Ons telefoon: (010) 737 0256 Ons e-mailadres: info@care4neo.nl

Thuismonitor

Thuismonitor

Soms ‘vergeet’ een kindje te ademen en krijgt het een apneu, een (korte) ademstilstand. Als reactie daarop kan de hartslag dalen. Dat heet een bradycardie. Apneus en bradycardieën, de zogenaamde A’s en B’s of dips, zijn een ‘normaal’ verschijnsel bij te vroeg geboren kinderen, maar meestal mogen ze niet naar huis zolang ze hier nog last van hebben.

In het ziekenhuis houdt de apparatuur de ademhaling en hartslag goed in de gaten en in de meeste gevallen hoeft de verpleging uw kind alleen aan te tikken om de ademhaling weer op gang te helpen. A’s en B’s hebben geen gevolgen zolang ze niet te vaak en niet te lang optreden. Meestal helpt coffeïne om de ademhaling te stimuleren, totdat de apneus en brady’s geleidelijk minder worden.

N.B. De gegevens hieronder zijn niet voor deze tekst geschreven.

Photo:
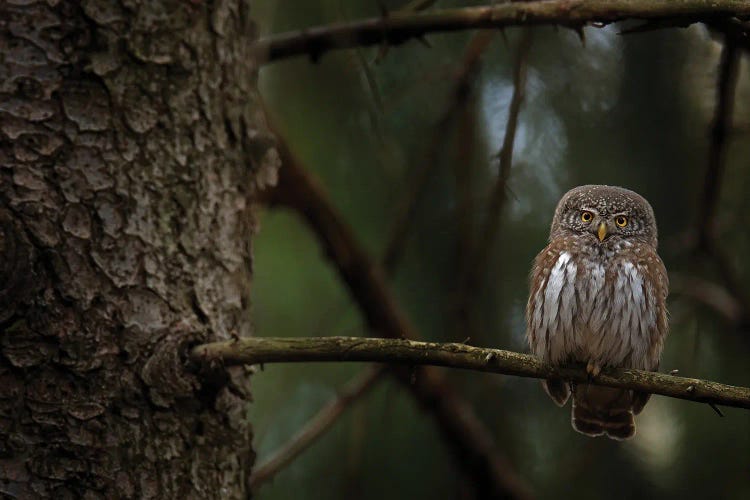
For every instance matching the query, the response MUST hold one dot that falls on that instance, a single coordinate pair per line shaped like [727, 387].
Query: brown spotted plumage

Kinderen die heel langdurig een onrijp adempatroon behouden, die veel langer dan normaal apneu-aanvallen en bradycardieën hebben, mogen soms naar huis gaan met een monitor als de ouders dat aankunnen. Op zich is dit in het geheel geen aantrekkelijk idee, maar het alternatief is meestal dat het kind nog heel lang opgenomen moet blijven.

Vooronderzoek

Er zal pas nagedacht worden over de mogelijkheden om je kind naar huis te laten gaan met een monitor wanneer duidelijk is wát de oorzaak van de apneu-aanvallen is, hoe deze zich voordoen en hoe deze onder controle te houden zijn. Bovendien gebeurt het alleen in goed overleg met de ouders van het kind.
Een monitor die de ademhaling en/of de hartslag registreert en die bij bepaalde afwijkingen alarmeert, is te huur bij verschillende firma’s voor medische apparaten. Voor de vergoeding van de kosten moet tevoren een vergunning aangevraagd worden bij de zorgverzekeraar.

Goede voorlichting

Het kan een heel veilig idee zijn om thuis een monitor te hebben wanneer een kind nog niet ‘apneu-vrij’ is. Maar zo’n monitor heeft ook wel nadelen. Net zoals dat in het ziekenhuis gebeurt, kunnen er valse alarmen zijn die dan niets ernstigs blijken te betekenen. Ouders kunnen behoorlijk van slag raken door zo’n alarm, zeker wanneer het regelmatig afgaat.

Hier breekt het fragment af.